Budanov, que irá completar 40 anos este domingo, diz ter sido alvo de mais de uma dezena de tentativas de assassinato por parte das forças especiais russas, algumas delas antes de 24 de fevereiro de 2022
O presidente ucraniano escolheu esta sexta-feira Kyrylo Budanov, até então líder das secretas militares ucranianas (HUR), para liderar o seu gabinete presidencial.
A nomeação de Budanov acontece mais de um mês depois de Andriy Yermak, antigo chefe do gabinete presidencial e amigo de Volodymyr Zelensky, se ter demitido após buscas do Gabinete Nacional Anti-corrupção (NABU) ao seu gabinete.
Nascido em Kiev em 1986, Budanov fez toda a sua carreira no HUR, onde entrou em 2007 após a conclusão da sua licenciatura na Academia Militar de Odessa.
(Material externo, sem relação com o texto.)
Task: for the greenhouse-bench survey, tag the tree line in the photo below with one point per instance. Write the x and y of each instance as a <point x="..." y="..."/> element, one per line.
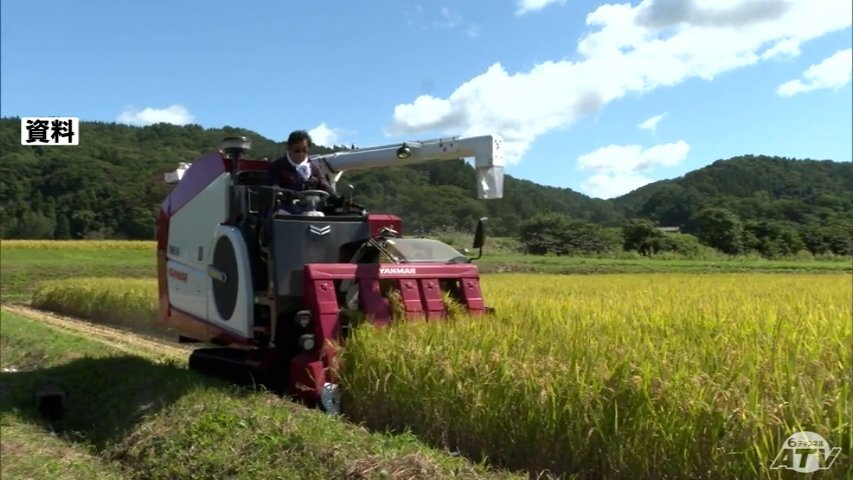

Desde 2014 até à invasão em larga escala, em 2022, Budanov participou na guerra do Donbass, onde foi ferido em várias ocasiões, e também em operações secretas na Crimeia, península ocupada pela Rússia há cerca de 12 anos.
O agora líder do gabinete de Zelensky, que irá completar 40 anos este domingo, diz ter sido alvo de mais de uma dezena de tentativas de assassinato por parte das forças especiais russas, algumas delas antes da invasão a 24 de fevereiro de 2022.
Budanov foi promovido a líder do HUR em agosto de 2020. É apontado como o principal responsável por orquestrar ataques em solo russo contra refinarias, portos e altos comandantes militares.
Budanov já tinha um estatuto quase lendário no mundo da espionagem, mas desde que a Rússia lançou a sua “operação militar especial” que tem demonstrado aquilo de que a sua organização é capaz. Um membro do HUR (sigla pela qual os serviços secretos ucranianos são conhecidos) descreveu ao The Economist o seu superior como alguém “contido, comedido e que nunca entra em pânico”, com a capacidade fazer com que os outros façam tudo aquilo que ele pede. O brigadeiro-general Dmytro Timkov conhece Budanov há largos anos e participou em “dezenas de operações” com ele. Recorda um jovem militar que não tinha problemas em desafiar os seus superiores se achasse que estes estavam errados.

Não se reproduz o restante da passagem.